Customize n-gram size.
```go
j := metrics.NewJaccard()
j.CaseSensitive = false
j.NgramSize = 3

similarity := strutil.Similarity("Time to make haste", "no time to waste", j)
fmt.Printf("%.2f\n", similarity) // Output: 0.36
```

The input of the Sorensen-Dice example is the same as the one of Jaccard
because the metrics bear a resemblance to each other.
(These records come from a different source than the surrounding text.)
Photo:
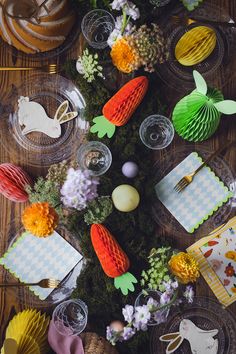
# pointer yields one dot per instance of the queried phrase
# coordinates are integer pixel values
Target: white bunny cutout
(33, 116)
(201, 342)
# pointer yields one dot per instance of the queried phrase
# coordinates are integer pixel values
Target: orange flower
(184, 267)
(229, 270)
(124, 57)
(40, 219)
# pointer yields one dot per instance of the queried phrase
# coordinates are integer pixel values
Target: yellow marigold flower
(124, 56)
(40, 219)
(184, 267)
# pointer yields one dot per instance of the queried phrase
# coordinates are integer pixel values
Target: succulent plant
(159, 271)
(98, 210)
(57, 173)
(151, 46)
(88, 66)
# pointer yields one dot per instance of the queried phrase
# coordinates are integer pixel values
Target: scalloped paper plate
(199, 200)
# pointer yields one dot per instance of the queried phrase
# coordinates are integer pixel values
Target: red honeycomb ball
(13, 181)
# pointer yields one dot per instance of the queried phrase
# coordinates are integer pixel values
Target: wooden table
(10, 305)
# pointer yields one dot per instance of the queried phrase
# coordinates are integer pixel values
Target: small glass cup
(94, 156)
(163, 311)
(96, 27)
(70, 317)
(156, 132)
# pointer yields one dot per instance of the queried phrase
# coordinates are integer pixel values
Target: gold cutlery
(185, 20)
(44, 283)
(50, 68)
(186, 180)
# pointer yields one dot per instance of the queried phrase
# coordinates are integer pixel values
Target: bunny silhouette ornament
(201, 342)
(33, 116)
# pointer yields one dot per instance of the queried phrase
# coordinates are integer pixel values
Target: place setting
(118, 208)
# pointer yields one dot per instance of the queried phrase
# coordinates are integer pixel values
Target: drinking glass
(94, 156)
(70, 317)
(96, 27)
(156, 132)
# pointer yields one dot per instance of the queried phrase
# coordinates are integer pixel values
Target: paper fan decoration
(29, 330)
(195, 45)
(113, 259)
(120, 108)
(197, 115)
(13, 181)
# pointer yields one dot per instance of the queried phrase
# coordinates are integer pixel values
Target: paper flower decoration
(184, 267)
(195, 45)
(29, 330)
(113, 259)
(13, 181)
(191, 4)
(124, 56)
(40, 219)
(119, 109)
(196, 116)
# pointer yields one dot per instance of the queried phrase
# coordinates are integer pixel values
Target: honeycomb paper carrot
(113, 259)
(119, 109)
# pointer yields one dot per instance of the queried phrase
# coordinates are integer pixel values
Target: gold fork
(50, 68)
(185, 20)
(44, 283)
(186, 180)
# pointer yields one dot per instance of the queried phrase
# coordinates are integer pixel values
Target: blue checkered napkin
(199, 200)
(31, 259)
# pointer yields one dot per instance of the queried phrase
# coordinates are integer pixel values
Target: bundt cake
(33, 36)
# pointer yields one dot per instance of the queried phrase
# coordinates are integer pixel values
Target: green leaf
(125, 283)
(103, 127)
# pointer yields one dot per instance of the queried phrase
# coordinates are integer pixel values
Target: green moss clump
(134, 231)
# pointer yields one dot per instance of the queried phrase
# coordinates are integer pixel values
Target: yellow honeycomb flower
(184, 267)
(124, 56)
(40, 219)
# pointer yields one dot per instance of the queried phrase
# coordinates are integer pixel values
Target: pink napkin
(64, 344)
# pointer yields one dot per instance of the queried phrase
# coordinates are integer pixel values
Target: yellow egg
(125, 198)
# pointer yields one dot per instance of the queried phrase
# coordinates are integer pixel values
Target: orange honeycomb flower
(184, 267)
(124, 56)
(40, 219)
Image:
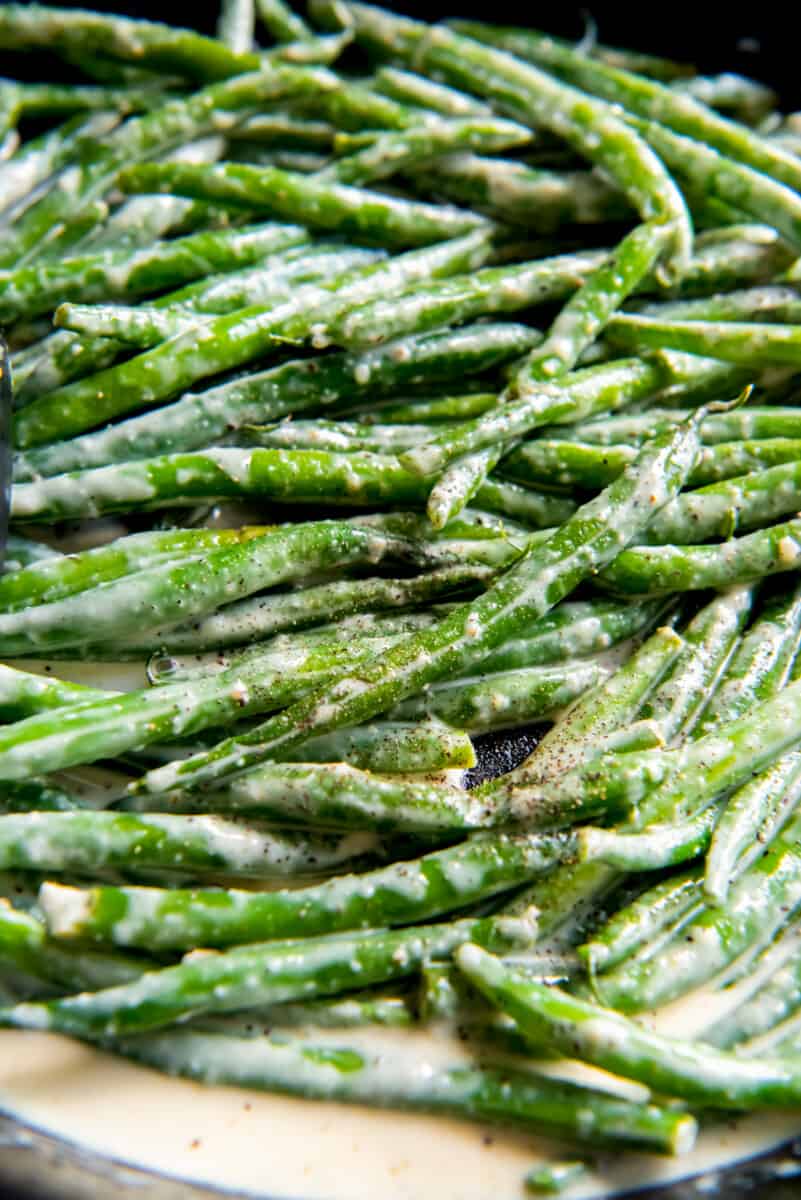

In fact, each of the
coefficients can be used to calculate the other one.

Sorensen-Dice to Jaccard.
```
J = SD/(2-SD)

where SD is the Sorensen-Dice coefficient and J is the Jaccard index.
```

Jaccard to Sorensen-Dice.
```
SD = 2*J/(1+J)

where SD is the Sorensen-Dice coefficient and J is the Jaccard index.
```

More information and additional examples can be found on
[pkg.go.dev](https://pkg.go.dev/github.com/adrg/strutil/metrics#Jaccard).

#### Overlap Coefficient

Calculate similarity using default options.
```go
oc := metrics.NewOverlapCoefficient()
similarity := strutil.Similarity("time to make haste", "no time to waste", oc)
fmt.Printf("%.2f\n", similarity) // Output: 0.67
```

Customize n-gram size.
```go
oc := metrics.NewOverlapCoefficient()
oc.CaseSensitive = false
oc.NgramSize = 3

similarity := strutil.Similarity("Time to make haste", "no time to waste", oc)
fmt.Printf("%.2f\n", similarity) // Output: 0.57
```

More information and additional examples can be found on
[pkg.go.dev](https://pkg.go.dev/github.com/adrg/strutil/metrics#OverlapCoefficient).

## References

For more information see:
- [Hamming distance](https://en.wikipedia.org/wiki/Hamming_distance)
- [Levenshtein distance](https://en.wikipedia.org/wiki/Levenshtein_distance)
- [Jaro-Winkler distance](https://en.wikipedia.org/wiki/Jaro-Winkler_distance)
- [Smith-Waterman algorithm](https://en.wikipedia.org/wiki/Smith-Waterman_algorithm)
- [Sorensen-Dice coefficient](https://en.wikipedia.org/wiki/Sorensen–Dice_coefficient)
- [Jaccard index](https://en.wikipedia.org/wiki/Jaccard_index)
- [Overlap coefficient](https://en.wikipedia.org/wiki/Overlap_coefficient)

## Stargazers over time

[![Stargazers over time](https://starchart.cc/adrg/strutil.svg)](https://starchart.cc/adrg/strutil)

## Contributing

Contributions in the form of pull requests, issues or just general feedback,
are always welcome.
See [CONTRIBUTING.MD](CONTRIBUTING.md).

## License

Copyright (c) 2019 Adrian-George Bostan.

This project is licensed under the [MIT license](https://opensource.org/licenses/MIT).
See [LICENSE](LICENSE) for more details.